Page MenuHomePhabricator

Remove or replace deployment-sessionstore04.deployment-prep.eqiad1.wikimedia.cloud (Buster deprecation)
Closed, ResolvedPublic

Description

Debian Buster is well out of upstream support and all Buster VMs need to be replaced.

Event Timeline

Great, can't ssh into my new instance:

$ ssh deployment-sessionstore05.deployment-prep.eqiad1.wikimedia.cloud
Connection closed by UNKNOWN port 65535

Mentioned in SAL (#wikimedia-cloud) [2024-07-20T15:52:31Z] <Southparkfan> add deployment-sessionstore05 (bookworm) - T370461

Great, can't ssh into my new instance:

$ ssh deployment-sessionstore05.deployment-prep.eqiad1.wikimedia.cloud
Connection closed by UNKNOWN port 65535

I'm not sure what went wrong here but I forced a puppet run and switched this over to to the deployment-prep puppetserver and it will most likely accept your keys now.
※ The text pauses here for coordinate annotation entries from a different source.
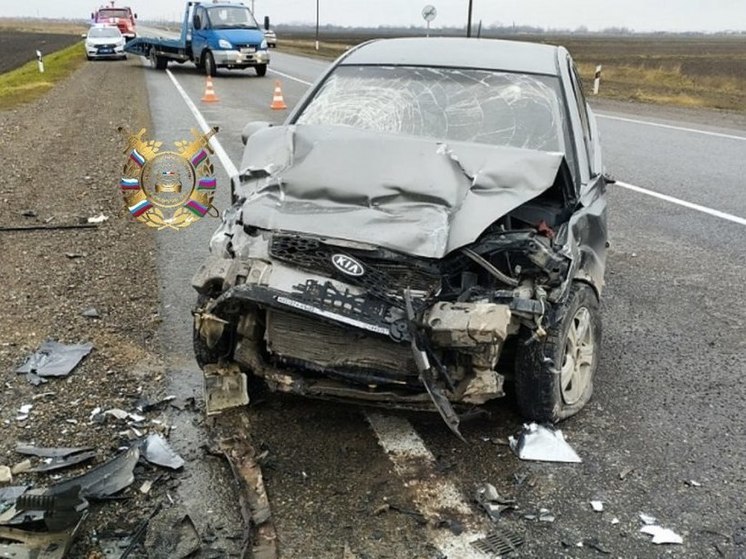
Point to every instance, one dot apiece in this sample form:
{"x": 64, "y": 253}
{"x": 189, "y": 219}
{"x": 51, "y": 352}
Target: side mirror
{"x": 252, "y": 128}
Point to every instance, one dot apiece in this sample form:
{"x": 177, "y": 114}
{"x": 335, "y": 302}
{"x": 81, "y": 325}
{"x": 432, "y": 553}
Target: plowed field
{"x": 19, "y": 47}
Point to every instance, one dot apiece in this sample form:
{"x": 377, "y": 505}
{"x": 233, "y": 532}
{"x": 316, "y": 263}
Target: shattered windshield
{"x": 231, "y": 17}
{"x": 481, "y": 106}
{"x": 104, "y": 32}
{"x": 114, "y": 12}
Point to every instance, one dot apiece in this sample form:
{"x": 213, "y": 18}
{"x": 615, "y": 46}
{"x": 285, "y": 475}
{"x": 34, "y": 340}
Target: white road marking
{"x": 217, "y": 147}
{"x": 433, "y": 495}
{"x": 288, "y": 76}
{"x": 684, "y": 203}
{"x": 672, "y": 127}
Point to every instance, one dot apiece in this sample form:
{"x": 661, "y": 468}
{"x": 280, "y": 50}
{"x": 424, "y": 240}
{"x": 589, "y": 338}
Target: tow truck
{"x": 213, "y": 35}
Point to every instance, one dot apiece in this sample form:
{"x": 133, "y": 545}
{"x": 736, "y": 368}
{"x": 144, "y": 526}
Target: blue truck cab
{"x": 213, "y": 35}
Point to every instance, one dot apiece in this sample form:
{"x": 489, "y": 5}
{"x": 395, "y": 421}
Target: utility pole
{"x": 468, "y": 21}
{"x": 317, "y": 24}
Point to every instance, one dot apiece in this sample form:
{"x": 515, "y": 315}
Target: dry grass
{"x": 684, "y": 71}
{"x": 29, "y": 25}
{"x": 26, "y": 83}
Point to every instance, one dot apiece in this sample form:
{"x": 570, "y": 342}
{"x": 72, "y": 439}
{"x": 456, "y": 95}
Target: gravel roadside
{"x": 62, "y": 157}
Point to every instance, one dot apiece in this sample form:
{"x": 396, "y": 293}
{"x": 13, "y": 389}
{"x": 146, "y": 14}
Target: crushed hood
{"x": 414, "y": 195}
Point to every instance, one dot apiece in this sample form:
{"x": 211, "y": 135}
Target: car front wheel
{"x": 554, "y": 376}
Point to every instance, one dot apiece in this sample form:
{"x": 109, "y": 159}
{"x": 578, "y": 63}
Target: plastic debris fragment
{"x": 544, "y": 444}
{"x": 54, "y": 359}
{"x": 662, "y": 535}
{"x": 491, "y": 501}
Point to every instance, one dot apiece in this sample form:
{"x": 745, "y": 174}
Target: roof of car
{"x": 494, "y": 54}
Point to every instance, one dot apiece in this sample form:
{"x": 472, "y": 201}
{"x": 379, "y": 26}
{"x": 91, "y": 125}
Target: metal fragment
{"x": 499, "y": 541}
{"x": 157, "y": 451}
{"x": 171, "y": 533}
{"x": 54, "y": 359}
{"x": 104, "y": 480}
{"x": 49, "y": 452}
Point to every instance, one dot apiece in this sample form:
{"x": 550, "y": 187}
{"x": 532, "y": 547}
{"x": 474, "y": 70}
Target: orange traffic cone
{"x": 209, "y": 96}
{"x": 278, "y": 103}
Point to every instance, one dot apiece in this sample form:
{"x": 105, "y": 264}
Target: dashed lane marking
{"x": 288, "y": 76}
{"x": 217, "y": 147}
{"x": 433, "y": 495}
{"x": 684, "y": 203}
{"x": 672, "y": 127}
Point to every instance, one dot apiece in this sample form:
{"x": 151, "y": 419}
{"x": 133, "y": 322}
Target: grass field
{"x": 701, "y": 71}
{"x": 25, "y": 84}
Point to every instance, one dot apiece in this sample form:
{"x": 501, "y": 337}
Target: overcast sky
{"x": 641, "y": 15}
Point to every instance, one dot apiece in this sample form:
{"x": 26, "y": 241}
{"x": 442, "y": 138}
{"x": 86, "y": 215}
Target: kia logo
{"x": 348, "y": 265}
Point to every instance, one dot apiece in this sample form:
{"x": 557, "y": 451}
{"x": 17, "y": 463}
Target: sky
{"x": 640, "y": 15}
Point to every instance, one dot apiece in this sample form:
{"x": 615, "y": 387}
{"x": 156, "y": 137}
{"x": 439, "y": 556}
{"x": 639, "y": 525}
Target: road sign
{"x": 429, "y": 12}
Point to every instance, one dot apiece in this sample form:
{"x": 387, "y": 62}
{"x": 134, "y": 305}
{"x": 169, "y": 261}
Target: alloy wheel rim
{"x": 577, "y": 363}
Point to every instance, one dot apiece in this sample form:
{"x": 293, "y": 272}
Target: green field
{"x": 696, "y": 71}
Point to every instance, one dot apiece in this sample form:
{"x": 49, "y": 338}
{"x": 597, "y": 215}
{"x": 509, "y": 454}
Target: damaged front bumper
{"x": 391, "y": 339}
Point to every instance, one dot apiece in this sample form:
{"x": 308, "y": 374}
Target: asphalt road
{"x": 664, "y": 434}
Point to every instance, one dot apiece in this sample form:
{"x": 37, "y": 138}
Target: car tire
{"x": 209, "y": 62}
{"x": 554, "y": 376}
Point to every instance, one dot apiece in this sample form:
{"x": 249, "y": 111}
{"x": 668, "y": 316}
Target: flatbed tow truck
{"x": 213, "y": 35}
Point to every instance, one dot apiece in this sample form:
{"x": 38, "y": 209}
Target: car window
{"x": 581, "y": 104}
{"x": 104, "y": 32}
{"x": 489, "y": 107}
{"x": 114, "y": 13}
{"x": 229, "y": 17}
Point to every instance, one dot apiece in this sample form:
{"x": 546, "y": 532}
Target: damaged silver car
{"x": 427, "y": 226}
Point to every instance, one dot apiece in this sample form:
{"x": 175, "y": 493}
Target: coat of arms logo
{"x": 168, "y": 189}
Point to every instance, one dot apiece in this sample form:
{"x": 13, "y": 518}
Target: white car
{"x": 104, "y": 41}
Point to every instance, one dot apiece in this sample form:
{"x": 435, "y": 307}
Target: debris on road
{"x": 100, "y": 218}
{"x": 23, "y": 412}
{"x": 662, "y": 535}
{"x": 104, "y": 480}
{"x": 499, "y": 541}
{"x": 490, "y": 500}
{"x": 172, "y": 533}
{"x": 54, "y": 359}
{"x": 157, "y": 451}
{"x": 43, "y": 545}
{"x": 543, "y": 444}
{"x": 91, "y": 313}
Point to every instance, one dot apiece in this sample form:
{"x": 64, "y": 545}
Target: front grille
{"x": 384, "y": 279}
{"x": 332, "y": 349}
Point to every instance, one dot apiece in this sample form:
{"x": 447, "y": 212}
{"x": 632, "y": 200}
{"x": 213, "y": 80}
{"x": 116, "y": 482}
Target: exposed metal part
{"x": 225, "y": 387}
{"x": 499, "y": 541}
Had to delete sessionstorage05 (bookworm) due to T357791, will replace with a bullseye instance for Cassandra

Puppet fails to install the Cassandra instance:

Error: 'install -o cassandra -g cassandra -m 750 -d /var/lib/cassandra/data' returned 1 instead of one of [0]
Error: /Stage[main]/Cassandra/Cassandra::Instance[default]/Exec[install-/var/lib/cassandra/data]/returns: change from 'notrun' to ['0'] failed: 'install -o cassandra -g cassandra -m 750 -d /var/lib/cassandra/data' returned 1 instead of one of [0] (corrective)
Error: 'install -o cassandra -g cassandra -m 750 -d /var/lib/cassandra/data' returned 1 instead of one of [0]
Error: /Stage[main]/Cassandra/Cassandra::Instance[default]/Exec[install-/var/lib/cassandra/data]/returns: change from 'notrun' to ['0'] failed: 'install -o cassandra -g cassandra -m 750 -d /var/lib/cassandra/data' returned 1 instead of one of [0] (corrective)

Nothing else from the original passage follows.